Dorset is a county located in southwest England, about a 3.5 hour drive from London. Most of Dorset’s coastline is part of the Jurassic Coast, a World Heritage Site which stretches for 155 kilometres between Studland and Exmouth in Devon. The high chalk escarpments and ridge tops of west Dorset offer uninterrupted panoramic views across the complex pattern and textures of the surrounding landscape. The site where we’ll be working is part of a designated ‘Area of Outstanding Natural Beauty’, which gives it a special protected status.

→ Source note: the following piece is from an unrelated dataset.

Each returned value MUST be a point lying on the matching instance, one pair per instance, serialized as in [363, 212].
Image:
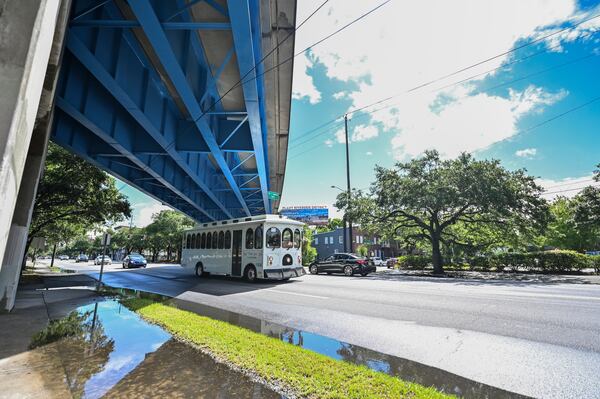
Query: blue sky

The Dorset coast near Hooke at Eype
Hooke Park is the Architectural Association’s woodland site in Dorset. The 150-hectare working forest is owned and operated by the AA and contains a growing educational facility for design, workshop, construction and landscape-focused activities. Underlying these activities is the opportunity to develop new rural architectures and an ethic of material self-sufficiency. Today the campus presents a 30-year history of experimental timber construction and rural architecture. Under the previous ownership of the Parnham Trust’s School for Woodland Industries, three remarkable demonstrations of round-wood construction were built, which offer a valuable legacy and point of reference for today’s students. Following the transition of ownership to the AA in 2002, the masterplan for campus development was redrawn and continues, with new workshop and accommodation facilities designed and built by students of the AA’s Design & Make programme.
Aerial view of Hooke Park
The Kingcombe Center is a public nature reserve, run by the Dorset Wildlife Trust. It is based on the belief that the natural world, our place within it, and our mental and physical wellbeing are intimately linked. By providing a thoughtful, encouraging and inspirational environment in which its visitors can explore their route to connecting with and appreciating nature, it aims to support their learning experience. It seeks to encourage everyone, regardless of age, ability or knowledge, to explore the natural world at their own pace and discover the incredible things that can be found all around. By re-establishing the connections that a hundred years ago everyone took for granted, it believes we can build the support for the natural world that is needed if we are to safeguard it for future generations.
The river Hooke, running through Kingcombe meadows nature reserve – the site for our project
Common Ground is an arts and environmental charity based in Dorset. For the last thirty years it has worked both locally and nationally to create practical and philosophical ways of helping people build new relationships between culture and nature, collaborating widely across the arts and with academics, teachers, architects, gardeners, farmers, poets, botanists, film-makers, foresters and storytellers, all of whom help us seek new, imaginative ways to engage people with their local environment and celebrate the intimate connections communities have with the landscape that surrounds them.